Ware has the unenviable job of trying to maintain thriving deer and elk populations while keeping farmers and sportsmen happy. He must pursue this lofty goal even though he controls neither the funding nor the land the animals inhabit much of the year.
The Washington Legislature makes most of the rules and rations a pitiful $150,000 or so a year for wildlife damage claims across the state.
Deer and elk might be responsible for some of the most expensive damages, but the majority of the claims the agency receives involve smaller fry, such as raccoons, he said.
Thus, the minimum acceptable damage claim would be raised from $500 to $1,000.
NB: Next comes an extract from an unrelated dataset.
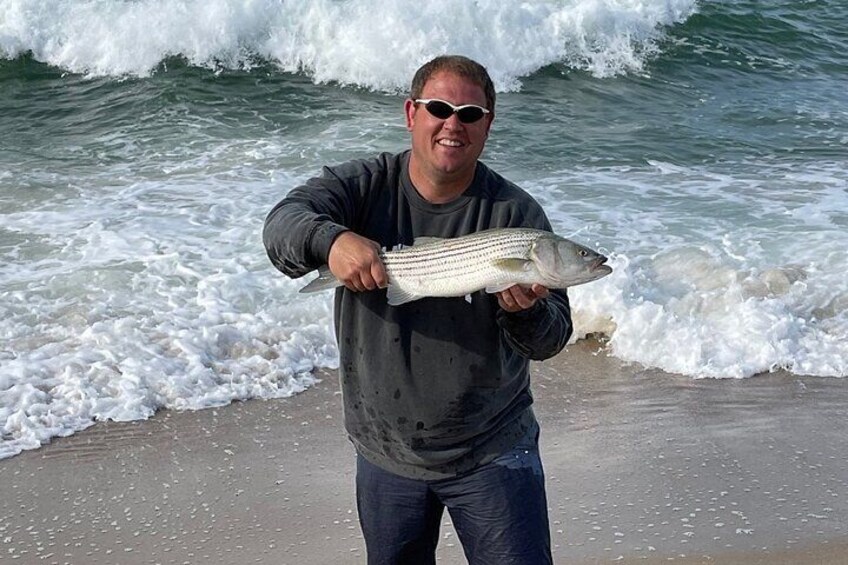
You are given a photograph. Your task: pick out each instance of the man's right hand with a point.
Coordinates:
(355, 261)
Other proposals include requiring landowners to:
•Hire a professional crop insurance adjuster to assess the value of their losses.
•Provide Schedule F of the farm’s tax return regarding gross sales or crop values.
Ware says most of the proposals are proactive by spelling out the options for preventing wildlife damage as well as a clear-cut way to document damages and complete a claim when other methods have not worked.
But Kelly Allen, who owns a Blue Mountains farm that’s attractive to elk almost year around, finds little to like about the state’s wildlife damage program, past or proposed.
“It’s difficult to get claims now, and the proposed regulations are vague and difficult to understand,” he said.
A group of stakeholders, including farmers, ranchers, sportsmen and others, helped the agency come up with the proposals, Ware said.
But Allen says most landowners had no knowledge of the process and no chance for input.
The cost of hiring an appraiser and other administrative costs resulting from the guidelines would likely wipe out any funds a farmer might receive for a damage claim, he said.
“The state used to have an elk herder in the Blue Mountains who would go from farm to farm and help keep animals off the crops, but not anymore,” he said.
“They tell us they’ll provide the materials for elk-proof fencing, but we have to install it. I got an estimate and it would cost about $130,000 a mile in our rugged country, so that’s not going to happen.”
Harland Radomske, who ranches near Ellensburg, said he’s getting some cooperation “after years of complaining and losing several hundred thousand dollars in damage.”
Last fall, the agency signed up 18 sportsmen volunteers who took turns standing guard every night in October. For several hours around midnight, they scared off elk that had been coming in at night to pound his irrigated crops.
“It was beneficial – finally,” said Radomske, a member of the stakeholder group advising the state on wildlife damage.
“We let hunters in and they kill 20-30 elk every year, but hunters can do only so much when the elk leave during the day and come in at night.”
Similar volunteer efforts are unlikely in the Blues, Allen said.
“People have jobs. You might get people out here on the weekends, but the elk will be here the other five days.”
Both landowners say the public needs to assume more responsibility.
About 1,500 elk were at the edge of Radomske’s ranch this week, and more than 500 of them were coming in to snack on his pasture.
A WDFW enforcement officer came up and the two of them were able to harass the elk off his pasture.
“That problem is caused by people who want to run up on the public land with their ATVs to hunt for shed anglers,” Radomske said. “There’s a big uproar from the public when the department tries to impose closures, but it’s the public chasing elk off public land this time of year.”
Elk and deer are good for hunters, businesses and the local economy. “But it’s not fair that farmers should be burdened with so much of the expense,” Allen said.